Le tourisme sportif doit devenir une priorité européenne pour les régions frontalières

Randonnée, cyclotourisme, sports de nature ou grands événements sportifs : dans de nombreuses régions européennes, le tourisme sportif est devenu un véritable moteur économique et territorial.

Pour les régions frontalières comme Ostbelgien, il représente aussi une opportunité concrète de renforcer la mobilité durable, l’attractivité touristique et la coopération entre territoires voisins.

Alors que le Conseil de l’Union européenne poursuit actuellement ses travaux sur cette thématique, plusieurs régions plaident pour que le tourisme sportif soit davantage intégré dans les politiques européennes liées au développement régional, aux infrastructures durables et à la transition écologique.

Cette approche rejoint directement les priorités défendues en Ostbelgien et dans l’Euregio. Grâce à ses infrastructures sportives, ses réseaux de mobilité douce et ses paysages naturels, Ostbelgien dispose d’atouts particulièrement adaptés à un tourisme actif et durable. La région mise depuis plusieurs années sur le développement du vélo, de la randonnée et des projets transfrontaliers autour du sport et du tourisme.

Dans ce contexte, la coopération avec les régions voisines de Wallonie, de Rhénanie-Palatinat et de Rhénanie-du-Nord–Westphalie prend une importance croissante. Les échanges engagés autour des connexions ferroviaires transfrontalières, des itinéraires cyclables ou encore des offres touristiques communes montrent que les frontières administratives ne correspondent plus aux réalités vécues par les habitants et les visiteurs.

Ostbelgien défend ainsi une vision du tourisme sportif qui combine développement économique, protection des paysages et qualité de vie.

L’objectif est clair : soutenir un modèle touristique plus durable, accessible et connecté, capable de renforcer les territoires ruraux et frontaliers tout en limitant l’impact environnemental des déplacements.
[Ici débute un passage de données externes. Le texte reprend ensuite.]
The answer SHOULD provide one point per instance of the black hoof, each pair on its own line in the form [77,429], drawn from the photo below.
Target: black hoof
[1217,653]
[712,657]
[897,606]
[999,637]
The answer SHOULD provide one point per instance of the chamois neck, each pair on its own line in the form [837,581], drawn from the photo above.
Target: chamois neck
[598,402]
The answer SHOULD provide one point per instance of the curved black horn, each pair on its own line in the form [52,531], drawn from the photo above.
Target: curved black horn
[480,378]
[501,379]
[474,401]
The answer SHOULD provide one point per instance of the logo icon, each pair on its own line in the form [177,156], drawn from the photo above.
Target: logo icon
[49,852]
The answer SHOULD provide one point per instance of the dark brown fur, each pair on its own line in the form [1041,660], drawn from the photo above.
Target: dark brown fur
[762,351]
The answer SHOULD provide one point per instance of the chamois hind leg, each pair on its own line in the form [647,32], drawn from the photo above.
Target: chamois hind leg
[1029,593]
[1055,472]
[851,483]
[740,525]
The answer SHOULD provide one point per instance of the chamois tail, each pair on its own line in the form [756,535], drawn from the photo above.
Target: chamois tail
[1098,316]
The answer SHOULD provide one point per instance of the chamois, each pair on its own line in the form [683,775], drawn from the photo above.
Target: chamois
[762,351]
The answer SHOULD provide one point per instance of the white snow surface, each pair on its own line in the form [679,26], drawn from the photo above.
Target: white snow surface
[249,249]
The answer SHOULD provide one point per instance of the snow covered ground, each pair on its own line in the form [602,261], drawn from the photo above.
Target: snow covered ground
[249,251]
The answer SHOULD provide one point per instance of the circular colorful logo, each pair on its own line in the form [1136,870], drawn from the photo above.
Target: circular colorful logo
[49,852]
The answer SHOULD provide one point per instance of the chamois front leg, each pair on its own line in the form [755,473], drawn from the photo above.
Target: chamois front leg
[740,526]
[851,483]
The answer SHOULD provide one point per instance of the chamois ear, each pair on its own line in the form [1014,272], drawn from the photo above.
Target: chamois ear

Dans les discussions européennes en cours, les régions frontalières demandent également que les futurs financements européens tiennent davantage compte des projets communs en matière de mobilité durable, de tourisme actif et d’infrastructures sportives partagées.

Le tourisme sportif ne concerne aujourd’hui plus uniquement les loisirs. Il devient un outil stratégique pour le développement régional, la cohésion européenne et l’attractivité des territoires ruraux.